Consider management occupations –work that involves responsibility for strategic planning and day-to-day policy decisions. Most managers now have college degrees and in the future a great majority will “require” postsecondary education. And yet, the data show that currently 18 percent of the people in this field have only finished high school and 2 percent more dropped out.

How do we explain that? How can people with less formal education than the work supposedly requires actually do the work?

The best explanation is that those individuals were hired before the credential mania started to engulf American business. I know someone like that. He finished high school in the mid-70s and went to work for an insurance company. He has risen to a senior management position, but his company now requires college degrees for positions of less responsibility than his. My friend couldn’t even get an interview for most entry-level positions today. 
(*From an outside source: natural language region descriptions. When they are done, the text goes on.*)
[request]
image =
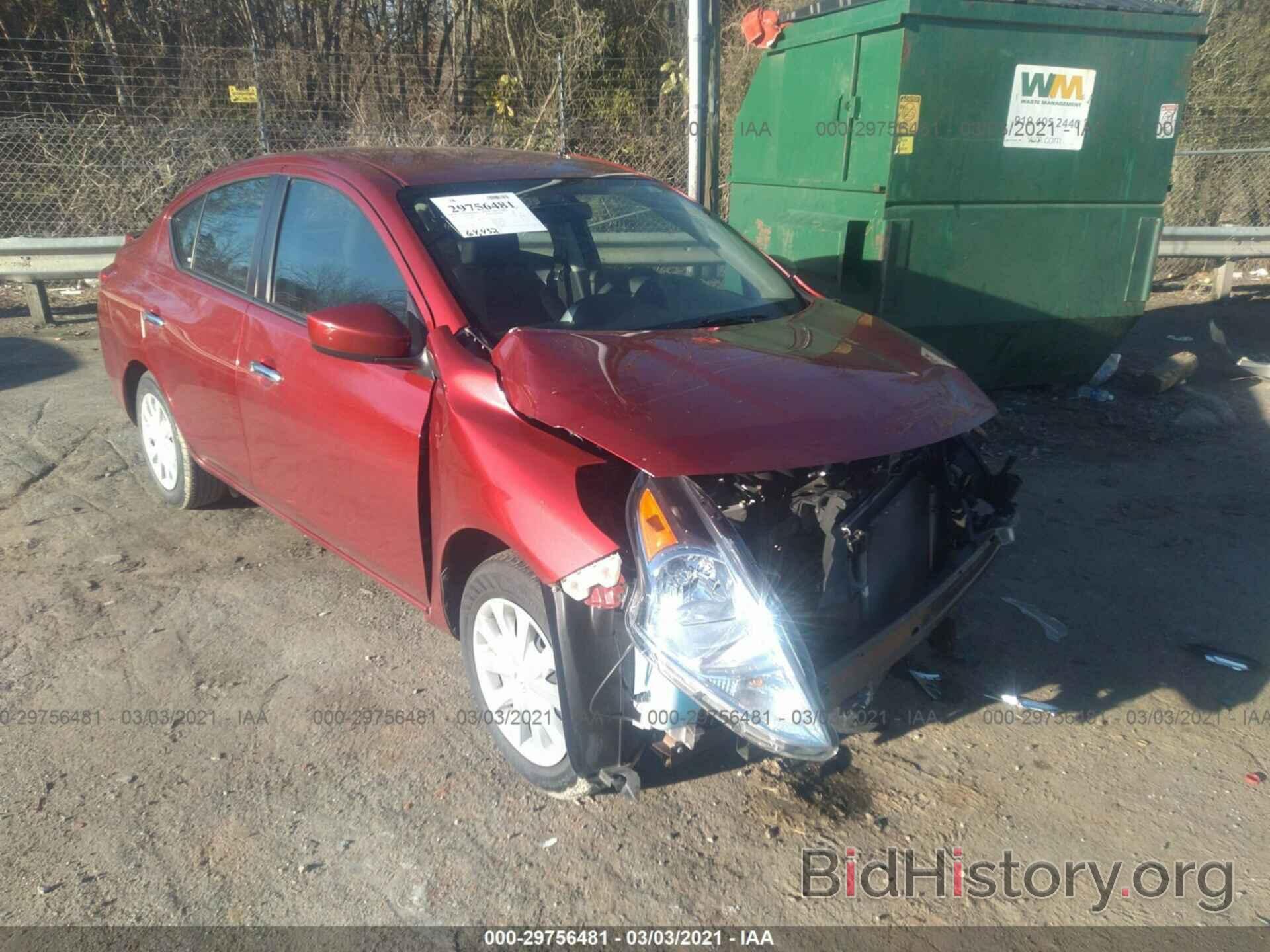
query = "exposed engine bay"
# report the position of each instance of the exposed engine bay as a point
(770, 601)
(847, 547)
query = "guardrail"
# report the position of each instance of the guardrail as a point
(1221, 243)
(33, 262)
(1214, 243)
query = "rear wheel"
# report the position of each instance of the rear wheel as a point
(178, 479)
(511, 664)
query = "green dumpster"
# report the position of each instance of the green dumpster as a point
(987, 175)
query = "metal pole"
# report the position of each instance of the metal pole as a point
(564, 139)
(698, 70)
(715, 79)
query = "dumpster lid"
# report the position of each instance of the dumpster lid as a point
(825, 7)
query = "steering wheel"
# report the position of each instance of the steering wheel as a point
(650, 292)
(610, 306)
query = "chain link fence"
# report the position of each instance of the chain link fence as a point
(1221, 187)
(97, 145)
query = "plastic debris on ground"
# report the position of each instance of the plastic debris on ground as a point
(1054, 629)
(1257, 368)
(927, 682)
(1025, 703)
(1096, 394)
(1223, 659)
(1107, 371)
(1094, 389)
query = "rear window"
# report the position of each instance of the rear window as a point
(185, 226)
(226, 231)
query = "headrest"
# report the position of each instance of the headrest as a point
(489, 251)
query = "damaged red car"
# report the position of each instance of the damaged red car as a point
(653, 483)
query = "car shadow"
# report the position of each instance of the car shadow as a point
(79, 313)
(26, 361)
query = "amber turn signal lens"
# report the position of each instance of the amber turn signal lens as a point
(654, 528)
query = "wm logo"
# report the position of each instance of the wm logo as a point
(1053, 85)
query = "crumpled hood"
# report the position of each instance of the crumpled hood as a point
(827, 385)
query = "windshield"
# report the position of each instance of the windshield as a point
(616, 253)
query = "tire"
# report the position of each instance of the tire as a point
(175, 474)
(520, 710)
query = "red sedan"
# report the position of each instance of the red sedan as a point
(651, 480)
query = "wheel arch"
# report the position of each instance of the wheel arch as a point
(464, 551)
(132, 375)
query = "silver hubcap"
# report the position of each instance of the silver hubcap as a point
(159, 438)
(516, 672)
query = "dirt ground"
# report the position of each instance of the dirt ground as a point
(1141, 531)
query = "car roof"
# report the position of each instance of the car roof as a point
(392, 169)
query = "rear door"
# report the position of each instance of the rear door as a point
(193, 315)
(335, 444)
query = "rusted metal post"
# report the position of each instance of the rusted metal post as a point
(37, 301)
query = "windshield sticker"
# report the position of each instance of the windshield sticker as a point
(498, 214)
(1049, 107)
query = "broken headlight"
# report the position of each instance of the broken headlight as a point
(713, 629)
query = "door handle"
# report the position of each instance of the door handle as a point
(267, 372)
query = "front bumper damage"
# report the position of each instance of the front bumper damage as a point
(859, 672)
(939, 507)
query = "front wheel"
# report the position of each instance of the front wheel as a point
(511, 666)
(178, 477)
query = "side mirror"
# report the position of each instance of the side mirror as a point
(359, 333)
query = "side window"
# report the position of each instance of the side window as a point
(183, 225)
(329, 254)
(226, 233)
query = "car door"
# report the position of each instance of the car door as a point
(193, 315)
(335, 444)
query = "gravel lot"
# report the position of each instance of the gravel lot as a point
(1137, 532)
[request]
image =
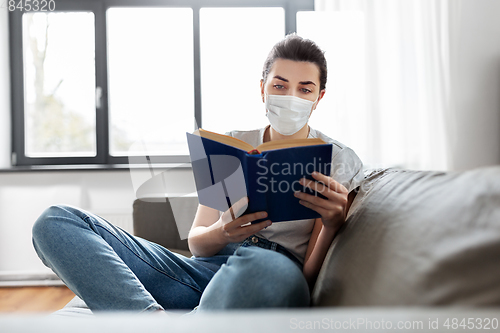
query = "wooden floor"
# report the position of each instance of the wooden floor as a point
(34, 299)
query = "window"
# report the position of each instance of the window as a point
(92, 79)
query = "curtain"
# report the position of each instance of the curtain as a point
(407, 119)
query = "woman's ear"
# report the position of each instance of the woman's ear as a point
(262, 90)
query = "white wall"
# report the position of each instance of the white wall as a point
(25, 195)
(476, 85)
(4, 91)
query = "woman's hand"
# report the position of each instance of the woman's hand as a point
(236, 229)
(333, 209)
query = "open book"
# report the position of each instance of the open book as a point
(227, 169)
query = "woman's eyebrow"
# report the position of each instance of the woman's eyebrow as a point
(280, 78)
(301, 82)
(306, 82)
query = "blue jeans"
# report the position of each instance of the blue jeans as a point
(112, 270)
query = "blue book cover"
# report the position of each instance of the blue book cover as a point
(226, 171)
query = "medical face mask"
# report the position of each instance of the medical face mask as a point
(287, 114)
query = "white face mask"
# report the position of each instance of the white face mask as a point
(287, 114)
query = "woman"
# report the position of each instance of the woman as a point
(235, 264)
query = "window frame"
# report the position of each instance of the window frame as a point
(99, 8)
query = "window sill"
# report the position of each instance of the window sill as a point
(94, 167)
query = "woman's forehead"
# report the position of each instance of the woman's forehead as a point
(295, 71)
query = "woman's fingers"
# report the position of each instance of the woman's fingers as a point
(244, 219)
(324, 183)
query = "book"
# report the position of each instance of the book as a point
(226, 169)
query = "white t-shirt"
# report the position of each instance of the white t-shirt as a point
(346, 169)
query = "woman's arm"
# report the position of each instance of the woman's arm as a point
(333, 211)
(210, 233)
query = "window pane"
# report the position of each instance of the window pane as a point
(234, 45)
(150, 76)
(342, 113)
(59, 78)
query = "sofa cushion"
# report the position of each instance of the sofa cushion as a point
(417, 238)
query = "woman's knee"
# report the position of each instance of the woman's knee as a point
(53, 225)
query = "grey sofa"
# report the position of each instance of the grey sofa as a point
(413, 240)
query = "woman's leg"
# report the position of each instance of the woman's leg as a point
(113, 270)
(254, 277)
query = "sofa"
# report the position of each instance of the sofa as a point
(416, 245)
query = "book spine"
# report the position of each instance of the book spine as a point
(257, 196)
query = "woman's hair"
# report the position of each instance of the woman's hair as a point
(296, 48)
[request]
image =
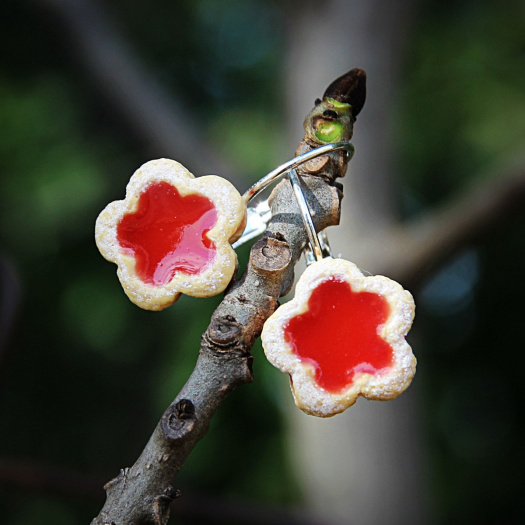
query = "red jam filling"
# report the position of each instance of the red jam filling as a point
(339, 334)
(168, 233)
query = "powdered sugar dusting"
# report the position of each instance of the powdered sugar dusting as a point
(213, 279)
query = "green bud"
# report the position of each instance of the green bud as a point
(328, 130)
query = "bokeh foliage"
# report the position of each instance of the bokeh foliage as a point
(86, 374)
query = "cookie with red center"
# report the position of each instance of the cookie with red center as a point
(341, 337)
(172, 234)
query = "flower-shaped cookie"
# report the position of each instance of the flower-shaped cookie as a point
(172, 234)
(342, 336)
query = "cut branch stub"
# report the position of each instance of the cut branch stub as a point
(178, 420)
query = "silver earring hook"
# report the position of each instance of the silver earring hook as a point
(291, 164)
(319, 247)
(259, 215)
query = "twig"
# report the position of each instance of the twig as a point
(142, 493)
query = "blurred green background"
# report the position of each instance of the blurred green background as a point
(85, 375)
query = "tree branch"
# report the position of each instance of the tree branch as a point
(142, 493)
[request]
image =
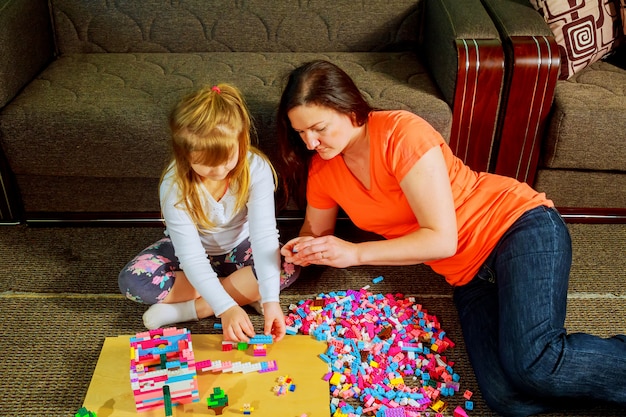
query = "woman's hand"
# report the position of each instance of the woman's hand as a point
(290, 251)
(236, 325)
(274, 320)
(324, 250)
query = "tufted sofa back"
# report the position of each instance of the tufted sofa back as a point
(235, 26)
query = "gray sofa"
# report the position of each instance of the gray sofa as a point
(567, 137)
(86, 86)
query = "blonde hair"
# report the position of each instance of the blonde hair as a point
(206, 128)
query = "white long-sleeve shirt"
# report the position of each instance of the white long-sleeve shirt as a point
(256, 221)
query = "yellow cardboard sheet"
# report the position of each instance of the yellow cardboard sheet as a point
(110, 393)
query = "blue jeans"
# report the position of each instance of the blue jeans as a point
(512, 315)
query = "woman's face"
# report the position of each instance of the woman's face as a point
(322, 129)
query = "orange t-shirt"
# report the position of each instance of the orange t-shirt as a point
(486, 204)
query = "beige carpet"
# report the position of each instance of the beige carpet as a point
(59, 300)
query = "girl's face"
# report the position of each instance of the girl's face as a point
(219, 172)
(322, 129)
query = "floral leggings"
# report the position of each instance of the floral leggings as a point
(149, 277)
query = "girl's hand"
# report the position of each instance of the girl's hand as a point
(325, 250)
(274, 320)
(236, 325)
(291, 253)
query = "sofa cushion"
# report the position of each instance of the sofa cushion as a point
(585, 30)
(104, 116)
(587, 128)
(216, 25)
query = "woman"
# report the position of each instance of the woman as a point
(501, 244)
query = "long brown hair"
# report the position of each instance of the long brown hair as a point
(207, 126)
(324, 84)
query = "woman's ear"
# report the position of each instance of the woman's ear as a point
(353, 118)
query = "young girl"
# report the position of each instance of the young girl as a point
(221, 249)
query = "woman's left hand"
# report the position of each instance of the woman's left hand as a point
(327, 250)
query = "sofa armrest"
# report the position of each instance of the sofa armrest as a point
(26, 47)
(462, 48)
(26, 44)
(532, 70)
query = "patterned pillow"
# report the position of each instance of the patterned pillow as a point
(585, 30)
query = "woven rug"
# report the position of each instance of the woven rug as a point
(59, 300)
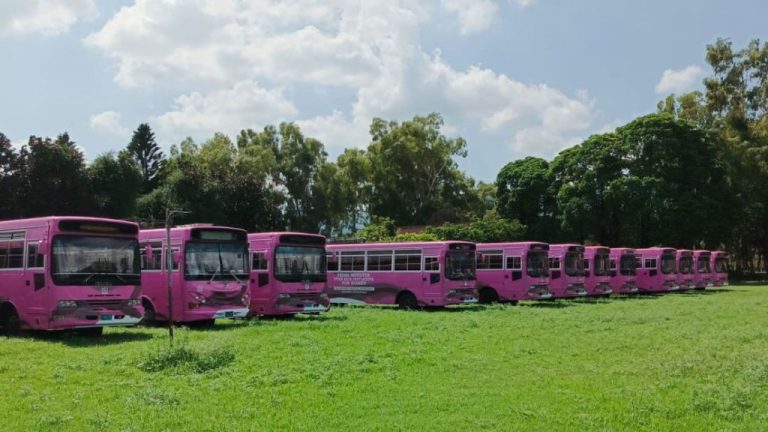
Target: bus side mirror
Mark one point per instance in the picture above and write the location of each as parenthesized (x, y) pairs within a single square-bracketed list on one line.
[(43, 248)]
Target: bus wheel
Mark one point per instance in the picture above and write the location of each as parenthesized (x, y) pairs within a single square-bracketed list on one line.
[(10, 320), (91, 331), (488, 295), (150, 318), (407, 300)]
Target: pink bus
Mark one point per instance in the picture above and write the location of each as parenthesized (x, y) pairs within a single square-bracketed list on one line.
[(718, 263), (623, 270), (509, 272), (685, 269), (288, 273), (597, 278), (209, 273), (657, 273), (410, 274), (68, 272), (566, 270), (702, 275)]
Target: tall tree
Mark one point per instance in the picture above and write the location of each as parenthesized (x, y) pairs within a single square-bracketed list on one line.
[(54, 177), (115, 183), (414, 178), (9, 179), (523, 193), (144, 150)]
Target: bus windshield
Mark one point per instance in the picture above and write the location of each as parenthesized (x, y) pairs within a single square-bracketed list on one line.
[(460, 265), (537, 264), (211, 260), (703, 266), (299, 263), (628, 265), (721, 265), (574, 264), (667, 263), (601, 265), (86, 260), (686, 265)]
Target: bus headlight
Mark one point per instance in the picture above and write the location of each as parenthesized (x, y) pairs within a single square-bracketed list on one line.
[(67, 304)]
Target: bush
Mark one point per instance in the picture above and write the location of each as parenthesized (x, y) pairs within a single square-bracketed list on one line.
[(182, 358)]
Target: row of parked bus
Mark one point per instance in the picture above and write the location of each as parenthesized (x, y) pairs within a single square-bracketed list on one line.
[(88, 273)]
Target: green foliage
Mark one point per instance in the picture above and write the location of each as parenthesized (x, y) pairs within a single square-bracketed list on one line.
[(144, 150), (683, 362), (115, 184), (491, 228), (415, 179)]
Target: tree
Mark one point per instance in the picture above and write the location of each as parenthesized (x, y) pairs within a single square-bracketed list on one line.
[(115, 184), (145, 151), (414, 178), (9, 179), (54, 177), (523, 193)]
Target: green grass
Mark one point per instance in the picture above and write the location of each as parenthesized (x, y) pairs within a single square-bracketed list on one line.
[(677, 362)]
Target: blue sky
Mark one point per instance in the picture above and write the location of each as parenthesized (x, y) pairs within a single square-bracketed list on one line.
[(513, 77)]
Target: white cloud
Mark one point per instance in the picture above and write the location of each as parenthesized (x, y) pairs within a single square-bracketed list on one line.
[(244, 105), (678, 80), (474, 15), (371, 49), (109, 122), (51, 17)]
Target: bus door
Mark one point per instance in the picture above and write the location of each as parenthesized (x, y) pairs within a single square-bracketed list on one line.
[(432, 272), (260, 277)]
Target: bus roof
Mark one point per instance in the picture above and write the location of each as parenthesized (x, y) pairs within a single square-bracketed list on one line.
[(526, 244), (401, 245), (39, 221)]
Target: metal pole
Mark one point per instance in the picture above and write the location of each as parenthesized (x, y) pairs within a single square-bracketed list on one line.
[(168, 268)]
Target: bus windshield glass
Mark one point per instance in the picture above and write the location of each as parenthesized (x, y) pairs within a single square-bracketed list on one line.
[(721, 265), (91, 260), (299, 263), (667, 263), (537, 264), (703, 266), (215, 260), (628, 265), (601, 265), (686, 265), (574, 264), (460, 265)]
Throughout the paper, readers are led to believe that if workers don’t have college education, they aren’t able to adjust to changing skill requirements.  We’re told, for example, “Increases in organizational complexity lead to an ever-increasing bias toward skilled and educated workers, because they need more knowledge and training to handle that complexity” (p.16).

All right, but what reason is there to believe that individuals who haven’t gone to college are unable to learn whatever they need to when they have to deal with increasing organizational complexity? The authors say that in professional service businesses, there is a trend toward “communication and information technologies that allow organizations to connect easily with one another and their customers.” Yes; nothing new there. But is it true that only people with college educations are able to learn to handle those technologies and cope with organizational complexity?

The paper has no evidence to support that, but there is some research to the contrary, indicating that workers with lower educational levels are often pretty adaptable.

Sociology professor Michael Handel, in a 2003 paper entitled “Skills Mismatch in the Labor Market,” (it isn’t available online, but I’ll send a copy to anyone who asks for one) finds that, “The skills workers can develop and for which they are rewarded are partly a function of the jobs employers offer, rather than the intrinsic capacities of individuals acting as a kind of hard constraint.” Handel points to studies such as one where an old factory was modernized. Nearly all of the workers were high school graduates or dropouts, yet they adapted smoothly to the new skill requirements after the modernization.

In other words, you don’t have to be a college graduate to learn new things.

In summary, for all its heft, “Help Wanted” doesn’t come close to making a persuasive case that the economy is changing so dramatically that we must increase the amount of formal education workers have.